Intuitive navigation on touch devices can also be hampered by buttons that were originally sized for desktops. A study by the Informatics Department at the Technical University of Lisbon found that enlarging a 7 mm wide button just 5 mm can reduce button-click error rates for the mobility impaired from over 40% to slightly above 20%. Review all the navigation of your websites with size in mind and give consideration to the touchability of your buttons and links.
Think About The Results
Designers spend a lot of time making data easy to digest with innovative treatments of charts, tables and graphs. Unfortunately, these treatments won't have any meaning to many of our visually impaired users. Fortunately, screen readers allow us to provide alternate content in these cases. We need to take some time to consider what this alternative content should be, and write it in such a way that it does justice to the original designers efforts, and discusses the content within a context the visually impaired user can understand.
A graph, for example, is not just a list of numbers, followed by a curved line or set of data points, it's an informative illustration that you considered important enough to include in your tool. Describe it with that context in mind.

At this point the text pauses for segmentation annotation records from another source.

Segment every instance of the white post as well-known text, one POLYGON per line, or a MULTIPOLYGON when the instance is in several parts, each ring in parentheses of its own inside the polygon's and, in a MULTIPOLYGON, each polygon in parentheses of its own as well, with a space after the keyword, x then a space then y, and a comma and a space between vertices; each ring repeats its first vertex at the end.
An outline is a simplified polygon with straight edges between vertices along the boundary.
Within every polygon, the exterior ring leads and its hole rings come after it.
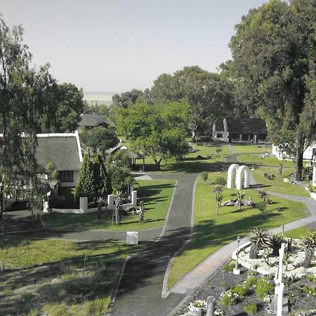
POLYGON ((283 309, 283 290, 284 289, 284 284, 281 283, 278 287, 277 291, 277 316, 282 316, 283 309))
POLYGON ((86 213, 88 211, 88 197, 80 197, 80 212, 86 213))
POLYGON ((316 187, 316 166, 312 167, 312 185, 316 187))

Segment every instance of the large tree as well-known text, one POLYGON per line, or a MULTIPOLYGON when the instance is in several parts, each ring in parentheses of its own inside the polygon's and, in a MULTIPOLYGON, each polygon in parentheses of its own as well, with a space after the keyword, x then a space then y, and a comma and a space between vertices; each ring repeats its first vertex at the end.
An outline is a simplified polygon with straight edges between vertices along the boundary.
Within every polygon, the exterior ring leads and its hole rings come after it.
POLYGON ((275 143, 294 144, 298 180, 316 131, 315 21, 315 0, 270 0, 242 18, 230 44, 237 93, 275 143))
POLYGON ((189 119, 190 105, 185 102, 156 106, 137 103, 116 112, 119 133, 131 140, 133 149, 151 156, 158 169, 162 159, 179 159, 187 153, 189 119))
POLYGON ((212 122, 223 119, 232 107, 230 81, 197 66, 185 67, 173 75, 161 74, 154 81, 152 93, 156 103, 184 100, 190 103, 192 141, 212 122))
POLYGON ((4 194, 27 184, 34 196, 40 187, 37 133, 55 82, 48 65, 36 70, 30 67, 31 60, 22 27, 10 28, 0 18, 0 216, 4 194))

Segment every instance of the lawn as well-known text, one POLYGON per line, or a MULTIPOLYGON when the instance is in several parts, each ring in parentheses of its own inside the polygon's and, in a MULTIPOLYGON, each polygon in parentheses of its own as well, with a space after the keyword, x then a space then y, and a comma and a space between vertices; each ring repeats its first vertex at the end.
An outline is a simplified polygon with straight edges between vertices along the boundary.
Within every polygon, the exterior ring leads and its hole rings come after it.
MULTIPOLYGON (((278 168, 275 167, 260 167, 254 171, 250 171, 256 182, 261 185, 267 191, 282 193, 284 195, 296 195, 298 197, 309 197, 310 195, 304 187, 298 185, 285 183, 282 180, 279 179, 278 168), (275 180, 267 179, 263 173, 274 174, 275 180)), ((294 169, 291 168, 284 168, 282 171, 282 178, 288 177, 291 173, 294 173, 294 169)))
POLYGON ((263 154, 242 154, 238 157, 238 162, 249 165, 254 163, 256 166, 279 166, 281 164, 284 168, 294 168, 294 162, 291 160, 279 160, 276 157, 262 157, 263 154))
MULTIPOLYGON (((124 144, 129 145, 126 143, 124 144)), ((167 162, 162 160, 160 164, 161 171, 195 173, 219 170, 225 164, 225 157, 231 154, 228 145, 220 145, 221 152, 218 155, 216 154, 215 145, 193 144, 192 147, 195 152, 188 154, 181 162, 174 159, 169 159, 167 162)), ((142 164, 136 165, 136 170, 142 166, 142 164)), ((157 171, 156 164, 151 157, 147 157, 145 159, 145 170, 157 171)))
POLYGON ((138 216, 131 212, 121 218, 121 225, 112 223, 112 211, 107 211, 98 218, 96 213, 86 214, 45 213, 42 218, 51 229, 70 230, 140 230, 163 225, 173 192, 175 181, 171 180, 138 180, 134 185, 138 201, 145 203, 145 220, 138 222, 138 216))
POLYGON ((1 315, 105 315, 124 259, 146 246, 0 239, 1 315))
POLYGON ((234 143, 234 148, 236 152, 238 153, 261 153, 263 154, 265 152, 272 152, 272 146, 268 145, 249 145, 249 144, 237 144, 234 143), (259 147, 260 146, 260 147, 259 147))
MULTIPOLYGON (((214 178, 223 173, 210 175, 214 178)), ((201 179, 201 178, 200 178, 201 179)), ((254 227, 270 229, 305 216, 305 205, 276 197, 271 197, 273 204, 265 212, 249 206, 243 206, 242 211, 236 211, 235 206, 221 206, 216 216, 216 202, 213 192, 213 184, 199 180, 195 191, 195 227, 189 242, 176 257, 168 280, 169 288, 186 273, 212 254, 215 250, 236 239, 238 235, 246 235, 254 227), (277 208, 281 207, 282 211, 277 208)), ((235 190, 224 188, 223 201, 234 198, 235 190)), ((251 197, 256 203, 259 202, 258 191, 246 190, 246 198, 251 197)))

It's a gradual rising slope showing a growth (or reduction) in financial returns over time, for example, perhaps with key date milestones.
Provide Alternate Content
We all understand that different people digest information differently - some are visual, others want stories and case studies. These differences may hinder the learning of neurodivergent people to an even greater extent than it would others. You can improve the accessibility of your content dramatically by simply providing content in multiple formats, considering multiple styles of learning. See our article Send Your Content Back to School for more tips on providing alternative content for all your users.
Conclusion
Looking beyond the checklists you'll find ways to improve the accessibility of your digital properties on a more human level. Standards are great at catching the black and white things that may be blocking your website to many users, but they can't stop and consider the intuitiveness of your site. This higher level of accessibility requires we put the human being into the process.